Plan: | Nijmegen Ruimte voor de Waal - 1 (Aanpassen pijlers spoorbrug) |
---|---|
Status: | vastgesteld |
Plantype: | projectbesluit |
IMRO-idn: | NL.IMRO.0268.PB21001-VG01 |
Met de ondertekening van het Verdrag van Valletta (Malta) in 1992 is in Nederland de beleidsmatige zorg voor het archeologisch bodemarchief aanzienlijk toegenomen. In het verdrag staat: Archeologische waarden dienen als onvervangbaar onderdeel van het culturele erfgoed te worden meegenomen en te worden ontzien bij de ontwikkeling en besluitvorming van ruimtelijke plannen. Mocht bescherming onvoldoende mogelijk zijn dan dient, volgens dit verdrag, de informatie te worden onttrokken aan de bodem via archeologisch onderzoek. Uitgangspunt hierbij is dat de initiatiefnemer van de verstoring van het bodemarchief de kosten van het onderzoek dient te dragen. Inmiddels zijn de uitgangspunten van het Verdrag in de Nederlandse wetgeving geïmplementeerd in de Monumentenwet 1988 via de wijzigingswet Wet op de Archeologische Monumentenzorg (WAMz, 1-9-2007).
Het archeologiebeleid van de gemeente Nijmegen is, in overeenstemming met Malta en de Monumentenwet 1988, er op gericht om het bodemarchief zoveel mogelijk te ontzien. Indien dat niet mogelijk is, wordt voorafgaande aan de bodemverstoring archeologisch onderzoek verricht. De wijze van onderzoek wordt bepaald op basis van de vast te stellen archeologische waarden en de aard en omvang van de bodemingrepen.
Het terrein waar de drie pijlers van de spoorbrug worden vergroot is een terrein van archeologisch belang, waarde 2 op de archeologische beleidskaart. Hier worden de resten van de Romeinse brug en van een Romeinse weg verwacht.
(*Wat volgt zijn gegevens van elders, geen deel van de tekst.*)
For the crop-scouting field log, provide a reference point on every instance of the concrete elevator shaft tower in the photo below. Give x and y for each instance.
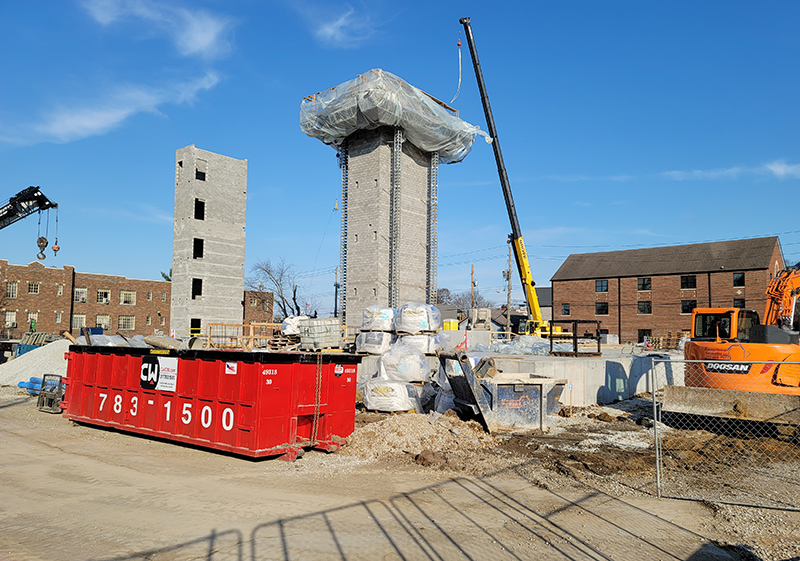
(390, 139)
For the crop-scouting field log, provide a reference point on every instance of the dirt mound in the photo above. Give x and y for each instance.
(411, 434)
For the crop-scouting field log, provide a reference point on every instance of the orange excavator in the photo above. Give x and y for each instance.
(749, 369)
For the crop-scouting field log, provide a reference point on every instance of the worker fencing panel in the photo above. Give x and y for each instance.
(728, 431)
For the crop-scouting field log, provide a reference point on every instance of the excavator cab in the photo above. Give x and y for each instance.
(723, 324)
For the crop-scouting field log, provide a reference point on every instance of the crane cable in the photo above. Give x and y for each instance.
(458, 91)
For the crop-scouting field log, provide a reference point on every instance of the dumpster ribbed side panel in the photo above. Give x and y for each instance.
(252, 404)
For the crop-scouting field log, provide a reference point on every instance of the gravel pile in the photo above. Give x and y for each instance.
(413, 433)
(48, 359)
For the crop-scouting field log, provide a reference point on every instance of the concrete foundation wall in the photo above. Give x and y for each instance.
(223, 190)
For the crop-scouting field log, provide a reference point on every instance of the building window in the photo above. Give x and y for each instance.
(197, 249)
(78, 322)
(197, 288)
(127, 323)
(104, 321)
(80, 296)
(199, 209)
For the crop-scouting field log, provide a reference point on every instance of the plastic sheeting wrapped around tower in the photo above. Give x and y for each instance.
(378, 98)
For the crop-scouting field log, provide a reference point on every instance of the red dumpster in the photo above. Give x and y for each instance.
(253, 404)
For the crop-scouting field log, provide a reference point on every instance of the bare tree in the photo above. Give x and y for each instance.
(280, 279)
(462, 300)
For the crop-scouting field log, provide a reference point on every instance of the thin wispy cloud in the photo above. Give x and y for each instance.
(339, 26)
(778, 169)
(781, 169)
(93, 117)
(725, 173)
(194, 32)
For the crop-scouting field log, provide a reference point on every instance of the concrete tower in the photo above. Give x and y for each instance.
(390, 137)
(208, 241)
(389, 217)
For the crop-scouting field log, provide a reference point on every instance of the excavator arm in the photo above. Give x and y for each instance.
(535, 322)
(23, 204)
(782, 306)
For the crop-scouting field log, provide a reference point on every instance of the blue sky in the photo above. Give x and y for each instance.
(622, 124)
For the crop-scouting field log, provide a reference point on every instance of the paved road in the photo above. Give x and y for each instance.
(76, 492)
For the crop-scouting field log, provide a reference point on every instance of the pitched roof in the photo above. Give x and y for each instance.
(733, 255)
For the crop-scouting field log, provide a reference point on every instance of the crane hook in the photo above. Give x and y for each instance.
(42, 243)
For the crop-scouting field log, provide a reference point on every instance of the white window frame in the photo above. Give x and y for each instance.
(10, 319)
(80, 294)
(78, 321)
(126, 323)
(127, 297)
(98, 321)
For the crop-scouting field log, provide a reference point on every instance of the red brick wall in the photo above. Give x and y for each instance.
(665, 297)
(151, 311)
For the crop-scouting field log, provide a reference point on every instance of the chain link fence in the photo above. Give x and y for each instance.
(728, 431)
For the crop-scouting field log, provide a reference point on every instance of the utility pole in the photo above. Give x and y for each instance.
(336, 293)
(508, 296)
(472, 284)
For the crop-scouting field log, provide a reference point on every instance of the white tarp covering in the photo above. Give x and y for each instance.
(417, 317)
(378, 98)
(377, 318)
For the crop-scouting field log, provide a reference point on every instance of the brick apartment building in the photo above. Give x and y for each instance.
(649, 292)
(62, 299)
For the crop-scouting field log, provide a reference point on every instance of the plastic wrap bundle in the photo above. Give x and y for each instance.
(378, 98)
(416, 317)
(377, 318)
(291, 325)
(402, 363)
(373, 342)
(381, 394)
(427, 343)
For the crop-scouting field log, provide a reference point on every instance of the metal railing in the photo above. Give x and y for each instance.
(235, 336)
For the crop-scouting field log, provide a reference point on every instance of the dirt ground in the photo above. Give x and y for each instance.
(405, 487)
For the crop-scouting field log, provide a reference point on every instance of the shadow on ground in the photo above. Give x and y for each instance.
(500, 516)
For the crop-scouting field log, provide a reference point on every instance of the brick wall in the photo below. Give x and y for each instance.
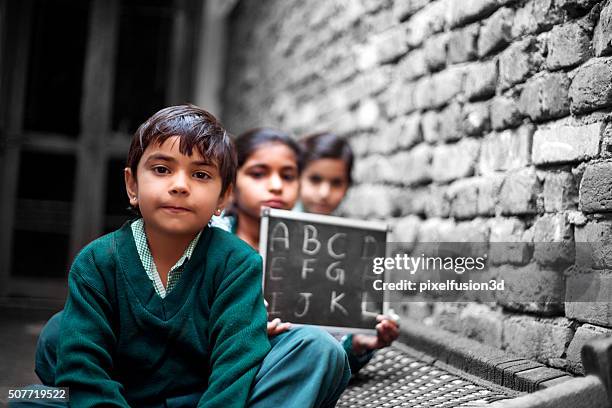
(483, 120)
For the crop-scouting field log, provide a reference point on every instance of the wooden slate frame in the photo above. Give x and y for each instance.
(266, 213)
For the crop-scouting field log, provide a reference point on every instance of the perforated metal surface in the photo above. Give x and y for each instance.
(394, 378)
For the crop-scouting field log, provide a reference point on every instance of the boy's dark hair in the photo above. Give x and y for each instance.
(327, 145)
(196, 128)
(253, 139)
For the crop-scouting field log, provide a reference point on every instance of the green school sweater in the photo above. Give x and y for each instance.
(121, 344)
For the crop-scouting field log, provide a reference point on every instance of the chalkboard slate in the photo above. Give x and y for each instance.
(318, 269)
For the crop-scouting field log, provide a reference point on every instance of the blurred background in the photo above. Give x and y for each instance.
(77, 77)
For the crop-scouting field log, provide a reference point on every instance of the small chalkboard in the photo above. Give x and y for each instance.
(318, 269)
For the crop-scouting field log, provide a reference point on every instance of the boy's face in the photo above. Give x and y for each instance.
(176, 194)
(269, 177)
(324, 184)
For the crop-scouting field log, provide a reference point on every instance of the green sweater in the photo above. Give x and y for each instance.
(121, 344)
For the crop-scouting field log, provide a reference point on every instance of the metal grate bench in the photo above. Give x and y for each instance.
(465, 373)
(397, 378)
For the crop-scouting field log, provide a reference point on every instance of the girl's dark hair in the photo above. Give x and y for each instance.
(327, 145)
(253, 139)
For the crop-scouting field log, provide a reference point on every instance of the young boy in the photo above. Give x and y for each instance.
(167, 311)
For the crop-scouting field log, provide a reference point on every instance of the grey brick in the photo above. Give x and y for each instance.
(462, 44)
(403, 9)
(437, 204)
(454, 161)
(510, 242)
(505, 113)
(374, 168)
(481, 323)
(413, 65)
(588, 294)
(602, 37)
(481, 80)
(437, 90)
(435, 51)
(554, 240)
(593, 241)
(591, 88)
(507, 150)
(569, 45)
(561, 143)
(451, 121)
(560, 192)
(447, 84)
(537, 338)
(430, 125)
(536, 16)
(576, 7)
(546, 97)
(495, 32)
(584, 334)
(429, 20)
(596, 188)
(519, 192)
(413, 167)
(398, 99)
(365, 201)
(476, 118)
(463, 196)
(519, 61)
(488, 193)
(531, 288)
(470, 10)
(410, 131)
(436, 229)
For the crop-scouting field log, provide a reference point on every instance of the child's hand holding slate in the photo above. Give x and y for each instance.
(387, 331)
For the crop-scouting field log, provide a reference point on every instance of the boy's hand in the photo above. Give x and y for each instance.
(275, 327)
(387, 331)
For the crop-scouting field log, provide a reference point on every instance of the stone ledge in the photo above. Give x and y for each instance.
(486, 362)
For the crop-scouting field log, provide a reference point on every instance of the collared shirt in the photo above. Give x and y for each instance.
(142, 246)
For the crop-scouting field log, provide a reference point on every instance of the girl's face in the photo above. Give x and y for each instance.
(269, 177)
(324, 184)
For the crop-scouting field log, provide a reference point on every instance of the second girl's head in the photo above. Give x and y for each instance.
(269, 168)
(328, 161)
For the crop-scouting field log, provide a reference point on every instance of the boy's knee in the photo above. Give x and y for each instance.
(322, 343)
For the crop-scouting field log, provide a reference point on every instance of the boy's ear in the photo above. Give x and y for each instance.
(224, 200)
(131, 186)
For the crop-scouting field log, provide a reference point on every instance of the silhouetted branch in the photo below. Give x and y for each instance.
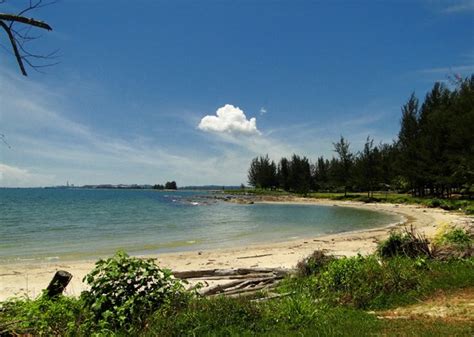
(20, 37)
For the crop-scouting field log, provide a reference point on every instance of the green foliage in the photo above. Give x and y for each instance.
(313, 263)
(367, 282)
(125, 289)
(407, 243)
(453, 236)
(310, 308)
(433, 155)
(43, 316)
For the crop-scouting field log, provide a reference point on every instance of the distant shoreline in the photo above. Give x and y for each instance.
(23, 278)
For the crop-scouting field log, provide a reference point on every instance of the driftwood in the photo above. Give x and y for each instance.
(228, 272)
(241, 280)
(58, 283)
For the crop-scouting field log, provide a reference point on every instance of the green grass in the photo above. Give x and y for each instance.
(331, 302)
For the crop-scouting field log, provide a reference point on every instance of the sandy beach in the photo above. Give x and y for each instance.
(29, 279)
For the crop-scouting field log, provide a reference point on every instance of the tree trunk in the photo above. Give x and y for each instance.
(58, 283)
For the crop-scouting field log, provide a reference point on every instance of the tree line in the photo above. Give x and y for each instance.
(169, 185)
(432, 155)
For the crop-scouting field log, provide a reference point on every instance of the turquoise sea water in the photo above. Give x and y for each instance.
(51, 224)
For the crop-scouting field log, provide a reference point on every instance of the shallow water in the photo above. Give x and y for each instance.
(52, 224)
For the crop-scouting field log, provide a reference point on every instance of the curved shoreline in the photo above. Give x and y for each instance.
(29, 279)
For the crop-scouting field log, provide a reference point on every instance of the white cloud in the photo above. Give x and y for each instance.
(229, 119)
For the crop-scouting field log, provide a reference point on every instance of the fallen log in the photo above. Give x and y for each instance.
(58, 283)
(220, 287)
(228, 272)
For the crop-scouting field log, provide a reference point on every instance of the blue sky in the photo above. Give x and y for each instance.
(128, 101)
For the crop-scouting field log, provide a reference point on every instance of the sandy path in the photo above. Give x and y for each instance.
(28, 279)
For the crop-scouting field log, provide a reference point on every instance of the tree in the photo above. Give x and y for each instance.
(368, 166)
(408, 143)
(284, 174)
(321, 173)
(299, 174)
(17, 28)
(171, 185)
(262, 173)
(344, 164)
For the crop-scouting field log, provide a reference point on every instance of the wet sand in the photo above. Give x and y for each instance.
(28, 279)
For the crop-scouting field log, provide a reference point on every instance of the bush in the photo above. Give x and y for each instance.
(43, 317)
(366, 281)
(407, 243)
(313, 263)
(125, 290)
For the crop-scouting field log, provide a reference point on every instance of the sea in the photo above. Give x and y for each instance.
(45, 224)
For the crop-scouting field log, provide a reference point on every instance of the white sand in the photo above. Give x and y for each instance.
(29, 279)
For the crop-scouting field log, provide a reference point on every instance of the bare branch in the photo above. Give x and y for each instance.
(19, 36)
(15, 47)
(27, 21)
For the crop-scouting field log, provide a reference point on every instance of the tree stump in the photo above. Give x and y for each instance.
(58, 283)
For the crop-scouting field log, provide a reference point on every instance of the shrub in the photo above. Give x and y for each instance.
(434, 203)
(407, 243)
(366, 281)
(452, 242)
(43, 317)
(125, 290)
(313, 263)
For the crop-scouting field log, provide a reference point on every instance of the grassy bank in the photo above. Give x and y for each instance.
(327, 297)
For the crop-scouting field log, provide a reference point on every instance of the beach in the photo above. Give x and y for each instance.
(28, 279)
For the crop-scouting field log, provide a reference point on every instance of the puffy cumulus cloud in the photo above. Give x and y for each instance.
(229, 119)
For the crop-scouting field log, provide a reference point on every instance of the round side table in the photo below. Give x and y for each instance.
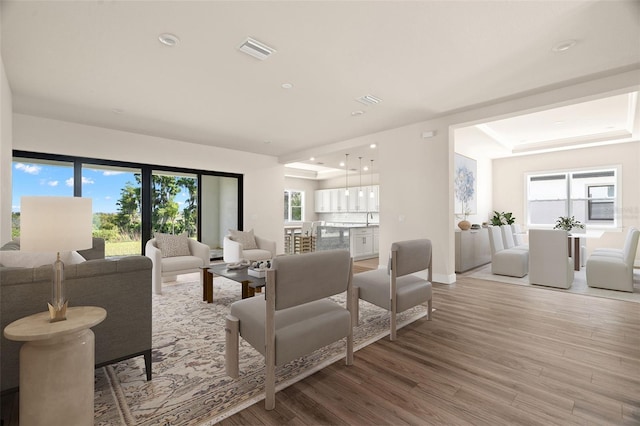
(57, 365)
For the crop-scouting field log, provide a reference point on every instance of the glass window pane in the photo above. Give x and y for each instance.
(174, 203)
(116, 200)
(38, 177)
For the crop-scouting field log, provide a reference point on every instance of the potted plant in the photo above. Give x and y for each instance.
(568, 223)
(502, 218)
(464, 192)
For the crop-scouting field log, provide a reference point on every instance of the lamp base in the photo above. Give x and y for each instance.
(58, 314)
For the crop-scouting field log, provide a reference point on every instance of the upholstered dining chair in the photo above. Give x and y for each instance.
(549, 261)
(295, 318)
(510, 262)
(397, 289)
(612, 271)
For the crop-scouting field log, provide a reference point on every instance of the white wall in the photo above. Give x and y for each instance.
(5, 156)
(263, 175)
(509, 185)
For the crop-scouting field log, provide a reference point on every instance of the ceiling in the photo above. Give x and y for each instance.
(101, 63)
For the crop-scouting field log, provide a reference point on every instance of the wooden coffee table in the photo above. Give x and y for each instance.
(250, 284)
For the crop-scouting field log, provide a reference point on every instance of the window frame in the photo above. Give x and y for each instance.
(569, 199)
(289, 192)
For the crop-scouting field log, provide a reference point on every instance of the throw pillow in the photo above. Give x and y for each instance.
(247, 239)
(21, 259)
(173, 245)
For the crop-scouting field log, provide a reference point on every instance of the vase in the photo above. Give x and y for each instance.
(464, 225)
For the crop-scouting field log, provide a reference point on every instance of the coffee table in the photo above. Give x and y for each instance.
(250, 284)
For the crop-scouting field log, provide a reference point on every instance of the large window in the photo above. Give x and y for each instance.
(589, 195)
(293, 205)
(131, 201)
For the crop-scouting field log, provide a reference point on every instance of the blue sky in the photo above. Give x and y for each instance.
(101, 185)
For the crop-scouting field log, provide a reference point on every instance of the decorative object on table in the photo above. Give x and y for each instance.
(55, 224)
(502, 218)
(568, 223)
(465, 189)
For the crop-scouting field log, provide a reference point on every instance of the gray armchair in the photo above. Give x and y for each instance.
(296, 317)
(398, 289)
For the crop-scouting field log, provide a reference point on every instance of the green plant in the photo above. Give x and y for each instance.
(568, 223)
(502, 218)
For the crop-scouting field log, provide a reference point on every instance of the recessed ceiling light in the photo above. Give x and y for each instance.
(168, 39)
(256, 49)
(369, 100)
(563, 46)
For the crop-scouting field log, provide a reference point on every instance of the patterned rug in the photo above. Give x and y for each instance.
(189, 385)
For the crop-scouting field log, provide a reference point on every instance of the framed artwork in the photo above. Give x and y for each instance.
(465, 185)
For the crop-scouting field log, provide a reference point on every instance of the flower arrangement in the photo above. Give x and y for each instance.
(502, 218)
(464, 190)
(568, 223)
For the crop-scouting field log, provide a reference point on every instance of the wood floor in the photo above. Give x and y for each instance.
(494, 354)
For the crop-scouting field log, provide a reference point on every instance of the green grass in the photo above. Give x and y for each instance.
(127, 248)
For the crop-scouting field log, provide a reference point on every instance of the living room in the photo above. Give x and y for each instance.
(422, 208)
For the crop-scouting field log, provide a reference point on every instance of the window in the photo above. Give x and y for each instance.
(589, 195)
(293, 205)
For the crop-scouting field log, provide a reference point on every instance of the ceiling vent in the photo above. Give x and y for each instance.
(256, 49)
(369, 100)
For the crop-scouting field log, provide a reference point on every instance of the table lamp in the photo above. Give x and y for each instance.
(55, 224)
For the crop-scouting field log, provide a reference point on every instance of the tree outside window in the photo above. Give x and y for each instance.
(293, 205)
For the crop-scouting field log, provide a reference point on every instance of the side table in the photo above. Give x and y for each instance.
(57, 365)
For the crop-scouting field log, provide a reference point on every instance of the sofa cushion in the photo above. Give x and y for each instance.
(247, 239)
(21, 259)
(172, 245)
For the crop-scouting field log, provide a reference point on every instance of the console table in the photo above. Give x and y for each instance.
(472, 249)
(57, 365)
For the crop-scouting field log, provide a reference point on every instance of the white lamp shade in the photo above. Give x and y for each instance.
(55, 224)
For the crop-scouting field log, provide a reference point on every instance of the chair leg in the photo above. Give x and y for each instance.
(232, 341)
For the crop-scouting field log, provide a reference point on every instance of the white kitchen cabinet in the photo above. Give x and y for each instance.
(363, 242)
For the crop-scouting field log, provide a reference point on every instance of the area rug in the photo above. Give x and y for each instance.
(579, 285)
(189, 385)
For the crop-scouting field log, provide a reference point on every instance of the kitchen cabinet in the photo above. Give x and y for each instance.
(472, 249)
(335, 200)
(364, 242)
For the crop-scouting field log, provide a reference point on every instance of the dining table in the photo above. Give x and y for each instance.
(575, 250)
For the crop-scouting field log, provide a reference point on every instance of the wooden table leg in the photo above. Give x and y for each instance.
(207, 285)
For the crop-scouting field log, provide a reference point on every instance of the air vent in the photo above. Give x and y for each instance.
(256, 49)
(369, 100)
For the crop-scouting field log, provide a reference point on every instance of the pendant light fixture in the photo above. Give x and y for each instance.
(346, 175)
(371, 195)
(360, 192)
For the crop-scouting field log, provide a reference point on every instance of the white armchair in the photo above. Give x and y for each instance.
(236, 248)
(613, 271)
(168, 265)
(549, 261)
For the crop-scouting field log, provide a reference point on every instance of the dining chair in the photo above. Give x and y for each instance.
(396, 288)
(295, 317)
(549, 261)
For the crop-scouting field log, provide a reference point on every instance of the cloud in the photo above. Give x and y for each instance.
(28, 168)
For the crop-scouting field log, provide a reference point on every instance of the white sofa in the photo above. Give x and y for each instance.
(233, 251)
(511, 262)
(611, 270)
(168, 268)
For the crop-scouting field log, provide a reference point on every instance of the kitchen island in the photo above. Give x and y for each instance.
(360, 239)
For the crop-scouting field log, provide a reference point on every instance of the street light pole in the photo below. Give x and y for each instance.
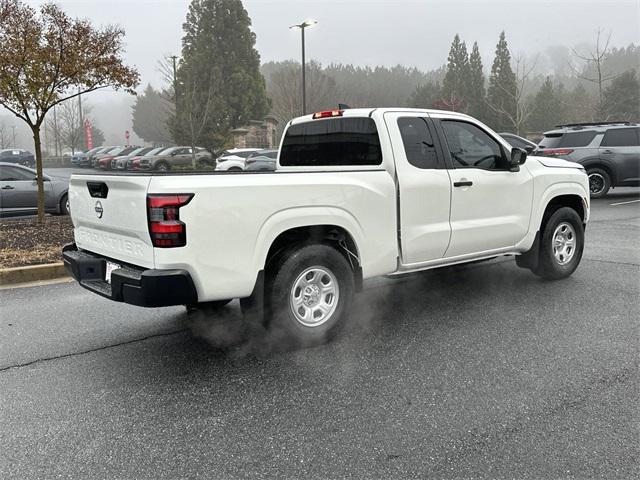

De aanpassing van de drie pijlers van de spoorbrug zou de archeologische waarden kunnen aantasten. Echter, tijdens waarnemingen bij de aanleg van de fietsbrug enige jaren geleden zijn geen intacte archeologische sporen aangetroffen. Ook het archeologisch proefsleuvenonderzoek dat is uitgevoerd in het kader van het project Nijmegen Ruimte voor de Waal ten oosten van de spoorbrug heeft geen resten van de Romeinse brug of weg aan het licht gebracht. Daarom hoeft de aanvrager verder geen archeologisch onderzoek te laten uitvoeren.
Een persoon die anders dan bij het doen van opgravingen een zaak vindt, waarvan deze weet of redelijkerwijs moet vermoeden dat het een monument is (in roerende of onroerende zin), is verplicht dit binnen drie dagen te melden (artikel 53 Monumentenwet 1988)bij de Rijksdienst voor Cultureel Erfgoed.